En splicing alternativo, ¿las proteínas instruidas por un solo gen tienen funciones similares?

No, no tiene por qué. A veces las proteínas pueden ser un poco similares, pero, a menudo, no tienen nada que ver entre sí. Mi ejemplo favorito de esto viene en forma de virus. El virus del VIH, por ejemplo, empalma el ADN de una sola transcripción de ARN en el genoma de su huésped. Ese transcrito de ARN luego se empalma alternativamente para producir todos los 40 ARNm necesarios para fabricar todas las diversas proteínas de las que se compone el virus. Literalmente, todas y cada una de las proteínas del virus se elaboran a partir de un único transcrito de ARN mediante el uso de un corte y empalme alternativo.

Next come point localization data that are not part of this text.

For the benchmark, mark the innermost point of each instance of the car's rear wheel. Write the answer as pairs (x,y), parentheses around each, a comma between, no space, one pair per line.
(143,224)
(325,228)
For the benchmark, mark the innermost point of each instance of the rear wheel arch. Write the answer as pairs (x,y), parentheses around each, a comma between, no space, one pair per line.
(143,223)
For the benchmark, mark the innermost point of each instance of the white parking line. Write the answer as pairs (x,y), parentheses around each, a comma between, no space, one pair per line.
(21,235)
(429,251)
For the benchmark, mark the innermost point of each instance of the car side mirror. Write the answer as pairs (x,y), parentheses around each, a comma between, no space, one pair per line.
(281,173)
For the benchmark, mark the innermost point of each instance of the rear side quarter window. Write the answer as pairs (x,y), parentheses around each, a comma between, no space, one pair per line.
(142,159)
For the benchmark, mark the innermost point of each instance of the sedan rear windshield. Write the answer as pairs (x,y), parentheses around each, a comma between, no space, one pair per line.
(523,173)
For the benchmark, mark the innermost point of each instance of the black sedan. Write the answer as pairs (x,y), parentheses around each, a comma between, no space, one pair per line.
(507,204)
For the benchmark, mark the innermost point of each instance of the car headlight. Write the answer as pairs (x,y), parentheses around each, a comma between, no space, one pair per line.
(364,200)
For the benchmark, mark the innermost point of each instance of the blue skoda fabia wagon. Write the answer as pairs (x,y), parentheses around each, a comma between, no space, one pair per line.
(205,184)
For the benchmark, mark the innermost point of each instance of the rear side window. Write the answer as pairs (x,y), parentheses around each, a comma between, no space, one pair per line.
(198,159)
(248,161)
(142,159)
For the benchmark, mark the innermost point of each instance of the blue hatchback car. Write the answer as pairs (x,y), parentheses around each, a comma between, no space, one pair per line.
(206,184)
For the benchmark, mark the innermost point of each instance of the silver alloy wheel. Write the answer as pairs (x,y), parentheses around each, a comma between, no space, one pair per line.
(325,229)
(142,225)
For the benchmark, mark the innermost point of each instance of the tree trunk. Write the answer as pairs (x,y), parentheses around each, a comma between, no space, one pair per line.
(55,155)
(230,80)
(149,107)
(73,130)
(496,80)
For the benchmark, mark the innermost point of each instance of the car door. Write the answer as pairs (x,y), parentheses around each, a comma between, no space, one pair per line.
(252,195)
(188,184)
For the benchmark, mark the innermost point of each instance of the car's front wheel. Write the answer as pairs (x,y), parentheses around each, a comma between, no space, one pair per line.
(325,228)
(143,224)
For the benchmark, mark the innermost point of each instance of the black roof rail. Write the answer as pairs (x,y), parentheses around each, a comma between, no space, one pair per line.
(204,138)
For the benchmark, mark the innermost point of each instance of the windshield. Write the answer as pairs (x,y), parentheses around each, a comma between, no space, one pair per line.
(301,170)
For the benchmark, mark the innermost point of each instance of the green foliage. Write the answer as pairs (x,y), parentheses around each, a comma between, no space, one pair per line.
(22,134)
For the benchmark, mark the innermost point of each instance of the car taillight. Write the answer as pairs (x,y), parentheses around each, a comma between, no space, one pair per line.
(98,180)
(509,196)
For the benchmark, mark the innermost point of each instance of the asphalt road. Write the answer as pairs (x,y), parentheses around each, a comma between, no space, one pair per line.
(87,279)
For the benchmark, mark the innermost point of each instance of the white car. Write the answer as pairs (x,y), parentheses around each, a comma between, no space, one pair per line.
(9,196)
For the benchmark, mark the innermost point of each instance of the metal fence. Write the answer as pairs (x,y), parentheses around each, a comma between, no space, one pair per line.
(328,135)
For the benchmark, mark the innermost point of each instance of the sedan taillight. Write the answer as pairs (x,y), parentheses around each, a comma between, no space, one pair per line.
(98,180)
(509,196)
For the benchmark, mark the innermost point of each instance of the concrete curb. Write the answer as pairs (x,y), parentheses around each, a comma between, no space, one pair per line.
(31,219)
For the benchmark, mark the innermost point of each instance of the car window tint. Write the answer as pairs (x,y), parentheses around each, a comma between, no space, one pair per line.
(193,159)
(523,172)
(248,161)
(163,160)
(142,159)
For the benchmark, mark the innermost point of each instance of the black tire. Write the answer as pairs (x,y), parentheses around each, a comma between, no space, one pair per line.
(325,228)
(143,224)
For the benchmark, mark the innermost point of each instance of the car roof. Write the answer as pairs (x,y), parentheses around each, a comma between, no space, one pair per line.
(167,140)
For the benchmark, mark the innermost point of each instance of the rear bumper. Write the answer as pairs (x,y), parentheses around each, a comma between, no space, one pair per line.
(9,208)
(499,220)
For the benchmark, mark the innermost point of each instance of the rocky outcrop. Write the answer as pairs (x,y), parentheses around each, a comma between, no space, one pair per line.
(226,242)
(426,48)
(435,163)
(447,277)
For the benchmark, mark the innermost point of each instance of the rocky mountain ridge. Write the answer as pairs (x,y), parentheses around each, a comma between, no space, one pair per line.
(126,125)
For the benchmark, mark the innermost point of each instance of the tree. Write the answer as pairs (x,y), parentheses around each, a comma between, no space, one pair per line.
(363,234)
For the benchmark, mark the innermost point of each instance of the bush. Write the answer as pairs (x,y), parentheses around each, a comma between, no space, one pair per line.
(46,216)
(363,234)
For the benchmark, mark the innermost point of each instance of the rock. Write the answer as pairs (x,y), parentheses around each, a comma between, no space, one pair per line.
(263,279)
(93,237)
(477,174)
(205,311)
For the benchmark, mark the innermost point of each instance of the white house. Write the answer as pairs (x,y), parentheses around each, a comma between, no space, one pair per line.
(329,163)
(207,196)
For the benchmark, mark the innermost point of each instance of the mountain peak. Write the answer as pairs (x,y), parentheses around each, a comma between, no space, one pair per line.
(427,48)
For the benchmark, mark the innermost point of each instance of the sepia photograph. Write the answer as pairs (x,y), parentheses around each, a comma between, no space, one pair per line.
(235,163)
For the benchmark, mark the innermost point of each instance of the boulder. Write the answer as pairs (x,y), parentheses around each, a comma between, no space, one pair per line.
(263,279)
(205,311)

Las variantes de corte y empalme pueden funcionar en vías de señalización comunes, como una variante de corte y empalme del receptor de superficie que puede ser su propio ligando o uno de sus varios ligandos.

Sin embargo, probablemente la mayoría de los ARN empalmados alternativamente y sus productos no tienen mucho en común en cuanto a ubicación, estructura o funcionalidad. Dicho esto, hay muchos motivos de proteínas comunes, como los dominios de unión al ADN que están limitados por el hecho de que para funcionar, deben unir el ADN, y hacerlo en los lugares previstos con la afinidad de unión adecuada.

Muchas proteasas no están activas hasta que otra enzima corta un extremo u otro. Estas no son variantes de empalme en el sentido de que provienen de una secuencia de exón diferente, pero fueron modificadas postraduccionalmente en una o más proteínas claramente funcionales.